Keine Schnitzel-Einsätze
Airxbig wurde 2022 gegründet, derzeit hat das Unternehmen vier Mitarbeiter. Der erste Flug fand im Juli dieses Jahres statt. Mit Ende 2023 rechnet Preiml mit einem Umsatz von rund 230.000 Euro. 2025 will er bereits 25 Mitarbeiter beschäftigen und 2,5 Millionen Euro umsetzen. Sitz des Unternehmens ist in Mattersburg, was kein Zufall ist. Das erste Projekt in den Weinbergen hat die Gründer ins Burgenland geführt – Preiml stammt ursprünglich aus Kärnten, Gedeon ist ein Weitgereister und lebt vor allem in Wien und in Budapest.

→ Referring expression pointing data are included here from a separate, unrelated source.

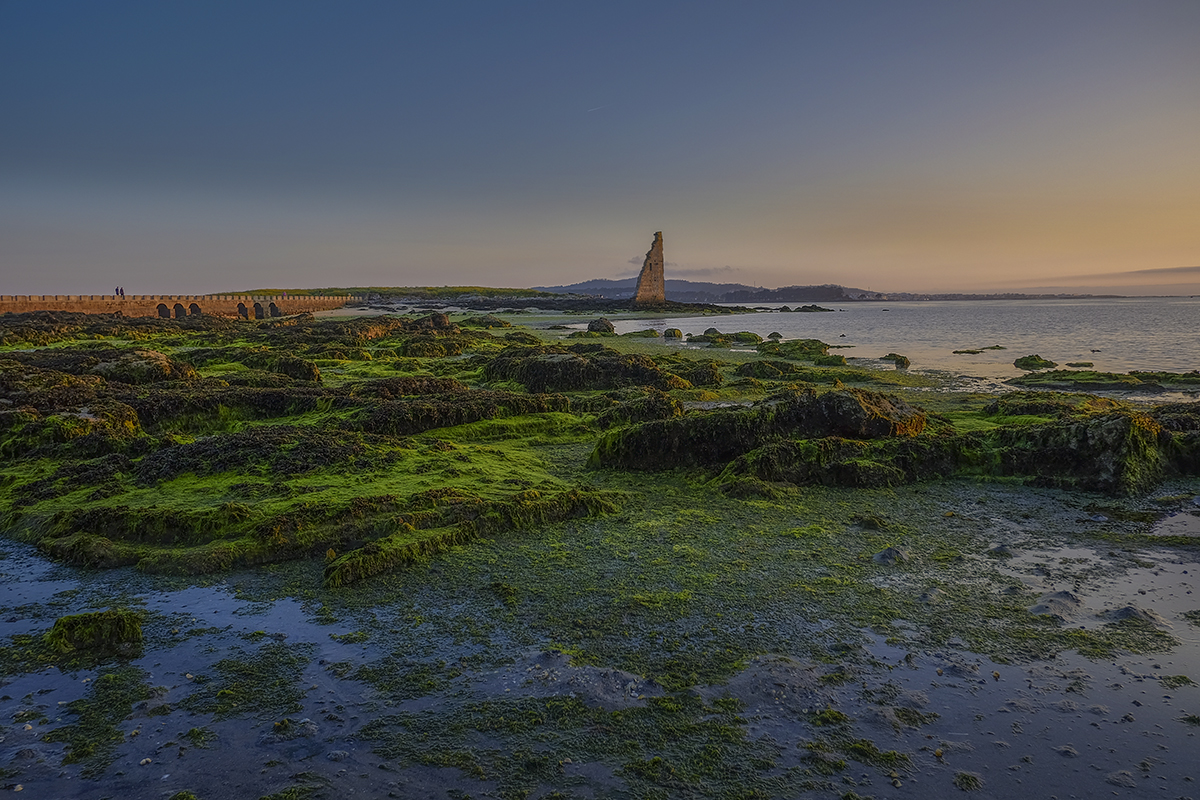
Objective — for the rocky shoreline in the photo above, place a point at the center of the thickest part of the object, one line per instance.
(485, 542)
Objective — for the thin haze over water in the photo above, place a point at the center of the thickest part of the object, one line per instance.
(1117, 335)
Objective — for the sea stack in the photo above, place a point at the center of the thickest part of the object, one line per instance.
(651, 287)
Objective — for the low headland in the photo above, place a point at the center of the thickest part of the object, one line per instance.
(479, 545)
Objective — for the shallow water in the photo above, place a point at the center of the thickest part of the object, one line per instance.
(1119, 335)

Wohin sich das Einsatzgebiet von Drohnen in Zukunft entwickeln wird, lässt sich aus heutiger Sicht schwer sagen. Der Transport von Gütern und von Personen sei jedenfalls der größte Technologietreiber in der Branche, sagt Preiml. „Ich halte aber nichts davon, wenn man in Zukunft einmal Schnitzel in die Häuser liefern würde.“ Denn dann wäre die Luft voll von summenden Geräten, was Mensch und Tier nicht goutieren würden. Dort, wo Drohnen Gefahren abwenden und Kostenersparnisse oder neue Erkenntnisse bringen können, sei deren Einsatz gerechtfertigt.